Zaheer Kazmi is a Senior Research Fellow at the Mitchell Institute for Global Peace, Security and Justice, Queen’s University Belfast. He has held research and visiting positions at the universities of Oxford and Cambridge and is the author of Polite Anarchy in International Relations Theory and co-editor of Contextualising Jihadi Thought.


Political Manipulation and Weapons of Mass Destruction: Terrorism, Influence and Persuasion
Ben Cole
I.B.Tauris (2017)
Rs13,741


Concerns about CBRN (Chemical, Biological, Radioactive, Nuclear) weapons have featured prominently in both political debates and media reporting about the ongoing threat from al Qaeda since 9/11. This book provides a chronological account of al Qaeda’s efforts to acquire a CBRN weapon capability, and the evolution of the al Qaeda leadership’s approach to actually using CBRN weapons, set against the context of the politicisation of the threat of CBRN terrorism in US security debates. Ben Cole explores how the inherently political nature of terrorist CBRN threats has helped to shape al Qaeda’s approach to CBRN weapons, and shows how the heightened political sensitivities surrounding the threat have enabled some governments to manipulate it in order to generate domestic and international support for controversial policies, particularly the 2003 invasion of Iraq. He assesses the relative success of the al Qaeda leadership’s political approach to CBRN weapons, together with the relative success of efforts by the US, UK and Russian governments to exploit the al Qaeda CBRN threat for their wider political purposes.

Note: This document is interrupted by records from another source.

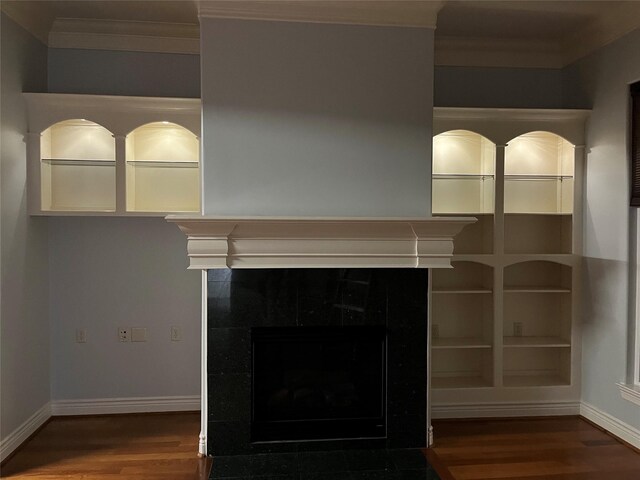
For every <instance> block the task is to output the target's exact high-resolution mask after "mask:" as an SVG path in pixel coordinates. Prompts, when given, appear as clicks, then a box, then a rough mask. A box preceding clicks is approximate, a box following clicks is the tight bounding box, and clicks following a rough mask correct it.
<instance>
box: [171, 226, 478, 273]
mask: <svg viewBox="0 0 640 480" xmlns="http://www.w3.org/2000/svg"><path fill="white" fill-rule="evenodd" d="M166 219H167V221H168V222H171V223H175V224H177V225H178V227H179V228H180V230H182V232H183V233H184V234H185V235H187V255H188V256H189V268H190V269H210V268H288V267H297V268H358V267H365V266H366V267H369V268H385V267H389V268H450V267H451V261H450V260H451V255H452V254H453V237H454V236H455V235H457V234H458V233H459V232H460V231H461V230H462V229H463V228H464V227H465V226H466V225H469V224H471V223H474V222H475V221H476V218H473V217H421V218H402V217H397V218H373V217H370V218H366V217H362V218H349V217H333V218H329V217H326V218H321V217H213V216H186V215H185V216H183V215H169V216H167V217H166Z"/></svg>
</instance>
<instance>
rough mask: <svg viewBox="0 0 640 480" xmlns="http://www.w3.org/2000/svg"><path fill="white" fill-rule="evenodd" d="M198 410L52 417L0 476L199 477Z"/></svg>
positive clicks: (32, 477) (158, 477) (46, 478)
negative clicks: (181, 411) (107, 415)
mask: <svg viewBox="0 0 640 480" xmlns="http://www.w3.org/2000/svg"><path fill="white" fill-rule="evenodd" d="M199 431H200V413H199V412H197V413H180V414H147V415H110V416H100V417H75V418H69V417H66V418H65V417H56V418H53V419H52V420H51V421H50V422H49V423H47V424H46V425H45V426H44V428H42V430H40V431H39V432H38V433H37V434H36V435H35V436H34V437H33V438H32V439H31V440H30V441H29V442H28V443H27V444H25V445H24V446H23V447H22V448H21V449H20V450H18V452H17V453H16V454H15V455H14V456H13V457H12V458H10V459H9V460H8V461H7V462H6V464H5V465H4V466H3V467H2V469H1V470H0V477H2V478H11V479H29V480H36V479H37V480H45V479H46V480H53V479H63V478H82V479H83V480H97V479H102V480H104V479H106V480H108V479H110V478H114V479H115V478H118V479H120V480H150V479H157V480H200V479H206V478H207V476H208V472H209V465H208V462H207V461H206V460H204V459H199V458H198V456H197V453H198V434H199Z"/></svg>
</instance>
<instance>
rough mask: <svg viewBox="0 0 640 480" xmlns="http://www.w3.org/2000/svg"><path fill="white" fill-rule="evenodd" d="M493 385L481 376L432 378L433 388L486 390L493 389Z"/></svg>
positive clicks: (431, 378) (432, 387) (433, 376)
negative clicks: (458, 388)
mask: <svg viewBox="0 0 640 480" xmlns="http://www.w3.org/2000/svg"><path fill="white" fill-rule="evenodd" d="M491 386H492V385H491V383H490V382H489V381H488V380H487V379H485V378H483V377H479V376H477V377H476V376H468V377H438V376H432V377H431V387H432V388H436V389H438V388H486V387H491Z"/></svg>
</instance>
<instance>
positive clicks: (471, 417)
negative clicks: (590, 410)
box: [431, 402, 580, 419]
mask: <svg viewBox="0 0 640 480" xmlns="http://www.w3.org/2000/svg"><path fill="white" fill-rule="evenodd" d="M578 414H580V402H546V403H542V402H536V403H485V404H477V403H476V404H456V405H432V406H431V418H434V419H445V418H491V417H546V416H558V415H578Z"/></svg>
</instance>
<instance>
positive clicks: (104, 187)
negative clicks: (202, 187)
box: [25, 93, 200, 216]
mask: <svg viewBox="0 0 640 480" xmlns="http://www.w3.org/2000/svg"><path fill="white" fill-rule="evenodd" d="M25 98H26V100H27V106H28V112H29V135H28V169H27V172H28V183H29V188H28V205H29V212H30V213H31V214H32V215H122V216H127V215H129V216H140V215H144V216H147V215H166V214H167V213H177V212H193V213H197V212H200V146H199V144H200V142H199V135H200V100H199V99H177V98H151V97H116V96H102V95H70V94H44V93H42V94H41V93H26V94H25Z"/></svg>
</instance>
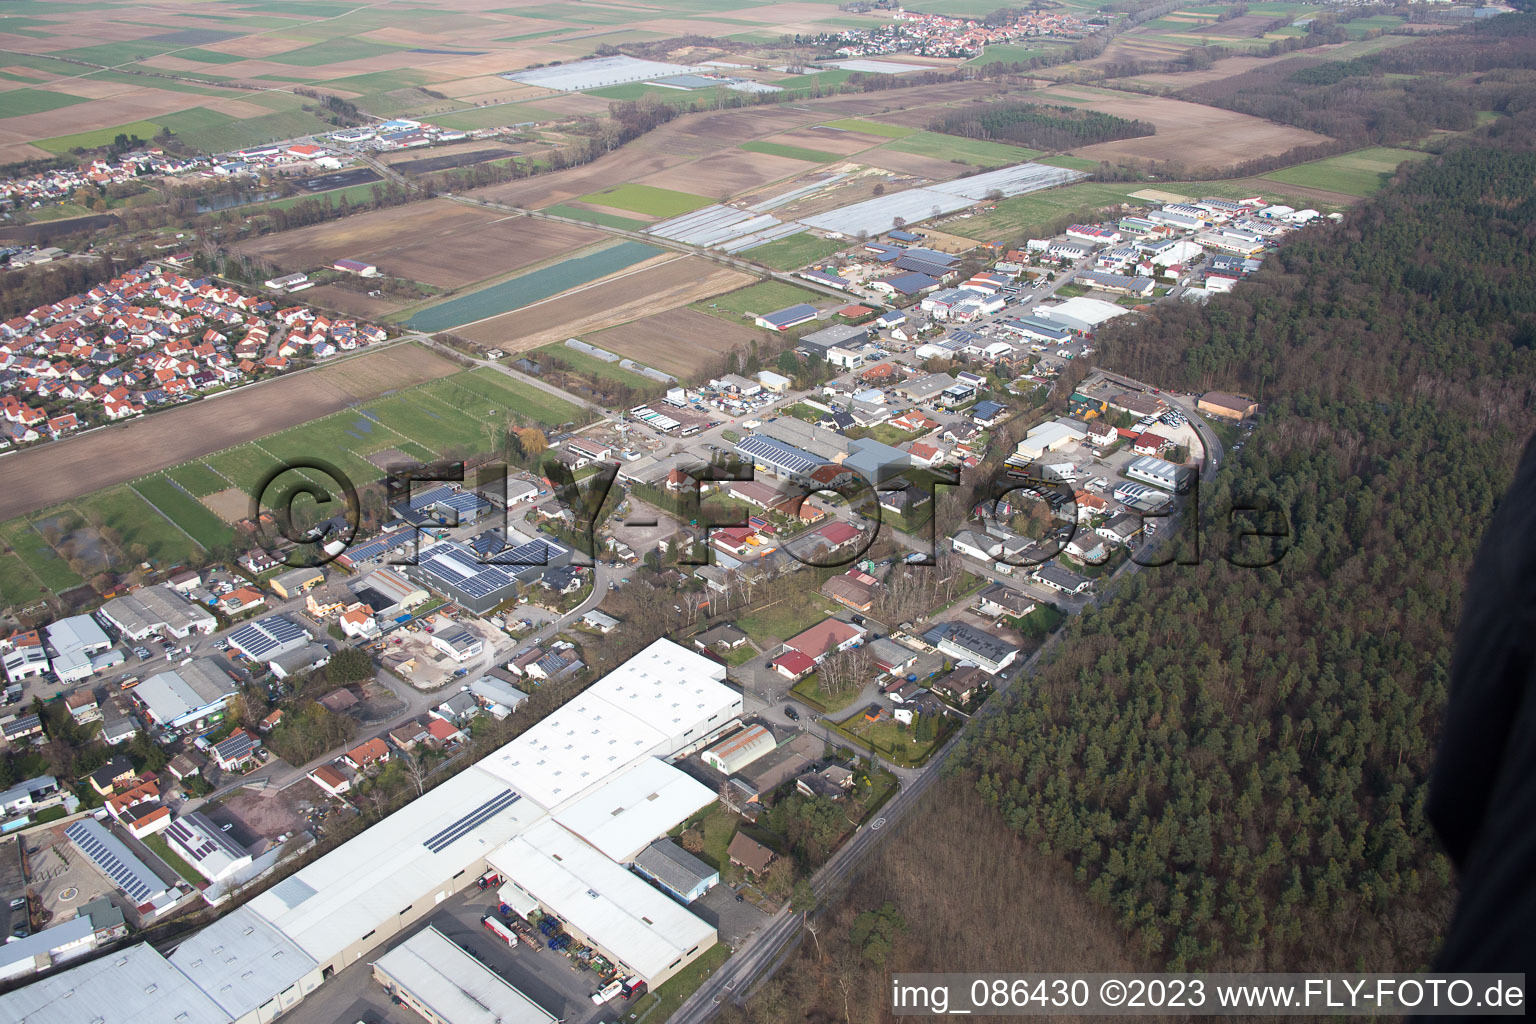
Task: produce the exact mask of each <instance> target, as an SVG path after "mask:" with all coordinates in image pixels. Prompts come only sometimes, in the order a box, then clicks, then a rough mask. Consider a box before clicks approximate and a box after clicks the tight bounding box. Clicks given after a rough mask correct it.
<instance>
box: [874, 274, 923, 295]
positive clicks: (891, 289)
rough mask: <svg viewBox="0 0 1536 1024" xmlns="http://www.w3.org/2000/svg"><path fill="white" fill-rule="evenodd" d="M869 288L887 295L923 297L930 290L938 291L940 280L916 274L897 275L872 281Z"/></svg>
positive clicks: (877, 291)
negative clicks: (934, 290) (917, 295)
mask: <svg viewBox="0 0 1536 1024" xmlns="http://www.w3.org/2000/svg"><path fill="white" fill-rule="evenodd" d="M869 287H871V289H874V290H876V292H885V293H886V295H922V293H923V292H926V290H929V289H937V287H938V278H934V276H929V275H926V273H915V272H909V273H897V275H894V276H889V278H882V279H879V281H871V282H869Z"/></svg>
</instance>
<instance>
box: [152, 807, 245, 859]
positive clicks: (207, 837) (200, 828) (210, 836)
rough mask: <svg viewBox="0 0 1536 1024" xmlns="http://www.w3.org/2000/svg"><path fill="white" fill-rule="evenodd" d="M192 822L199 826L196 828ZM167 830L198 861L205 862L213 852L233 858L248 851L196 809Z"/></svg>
mask: <svg viewBox="0 0 1536 1024" xmlns="http://www.w3.org/2000/svg"><path fill="white" fill-rule="evenodd" d="M192 824H197V826H198V827H197V829H194V827H192ZM166 832H169V834H170V835H174V837H177V840H180V843H181V849H183V851H184V852H186V854H187V855H189V857H190V858H192V860H195V861H198V863H203V861H204V860H207V858H209V855H212V854H224V857H232V858H240V857H244V855H246V851H243V849H240V847H238V846H235V844H233V843H230V841H229V840H227V838H224V834H223V832H218V831H215V829H214V826H212V823H210V821H209V820H207V818H204V817H203V815H200V814H197V812H195V811H194V812H192V814H190V815H187V817H186V818H177V820H175V821H172V823H170V824H169V826H167V827H166Z"/></svg>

Shedding new light on al Qaeda’s tactics and strategy, this book will be essential reading for scholars of terrorism and extremism studies.

Ben Cole is Honorary Research Fellow in the Department of Psychological Sciences, University of Liverpool. He specialises in the process by which individuals become radicalised into violent extremism; terrorist decision making with regard to CBRN terrorism; and real-time monitoring and analysis of conflicts and terrorist movements using online media. He worked on the development of the PVE tool and guidance, and lectures regularly on CBRN terrorism. He is the author of The Changing Face of Terrorism, co-author of Martyrdom: Radicalisation and Terrorist Violence Among British Muslims and editor of Conflict, Terrorism and the Media in Asia.